The U.S. Court of Appeals dismissed both those arguments, saying schools must be able to take action at times to evaluate whether violent writing represents a threat.
A federal appeals court has upheld the brief suspension of a middle school student who wrote a violent essay for a class assignment, saying that school administrators must have latitude to “distinguish empty boasts from serious threats.”
The three-judge panel of the U.S. Court of Appeals for the 2nd Circuit, in New York City, also unanimously upheld the dismissal of a civil rights claim over the school principal’s decision to report the boy’s parents to state child-welfare authorities. The principal believed the parents were not sufficiently concerned about the boy’s record of misbehavior at school and his emotional well-being.

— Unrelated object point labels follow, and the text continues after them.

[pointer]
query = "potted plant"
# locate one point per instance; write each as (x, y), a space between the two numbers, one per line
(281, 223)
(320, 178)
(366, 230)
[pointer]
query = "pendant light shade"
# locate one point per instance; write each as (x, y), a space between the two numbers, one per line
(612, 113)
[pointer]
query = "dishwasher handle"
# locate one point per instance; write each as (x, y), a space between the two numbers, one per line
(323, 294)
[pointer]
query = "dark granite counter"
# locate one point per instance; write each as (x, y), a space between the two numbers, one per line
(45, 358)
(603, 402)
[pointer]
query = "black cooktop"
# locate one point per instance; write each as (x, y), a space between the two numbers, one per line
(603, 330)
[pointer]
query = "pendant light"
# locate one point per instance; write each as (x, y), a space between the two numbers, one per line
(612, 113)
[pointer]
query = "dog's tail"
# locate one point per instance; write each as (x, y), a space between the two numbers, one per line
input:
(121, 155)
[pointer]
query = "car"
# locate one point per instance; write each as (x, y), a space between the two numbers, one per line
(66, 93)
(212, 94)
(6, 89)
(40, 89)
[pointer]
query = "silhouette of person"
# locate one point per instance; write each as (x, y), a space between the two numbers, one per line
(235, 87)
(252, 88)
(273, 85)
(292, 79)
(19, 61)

The ruling came in the case of a student at Warwick Valley Middle School in Warwick, N.Y., who in 2007 wrote an essay about having only 24 hours to live that describes the student getting drunk, taking drugs, taking cyanide, and shooting himself in the head in front of his friends. The boy’s teacher shared the essay with the principal, who sequestered the student in in-school suspension for an afternoon while he evaluated whether the essay represented a threat, court papers say.
The principal concluded that the essay was not a threat and the boy was sent home without further discipline. But after a meeting with the boy’s parents, the principal reported them to the state Department of Child and Family Services out of a concern that they were not taking their son’s problems seriously. The state agency required the boy to undergo a psychiatric evaluation, but it later concluded the principal’s fears were unfounded.
The parents sued the principal and the school district. A federal district court dismissed both claims. In its Aug. 17 decision, the 2nd Circuit panel upheld the dismissal of the parents’ suit. “A school administrator must be able to react to ambiguous student speech by temporarily removing the student from potential danger (to himself and others) until it can be determined whether the speech represents a real threat to school safety and student learning,” the 2nd Circuit court said. “Without more, the temporary removal of a student from regular school activities in response to speech exhibiting violent, disruptive, lewd, or otherwise harmful ideations is not an adverse action for purposes of the First Amendment absent a clear showing of intent to chill speech or punish it.”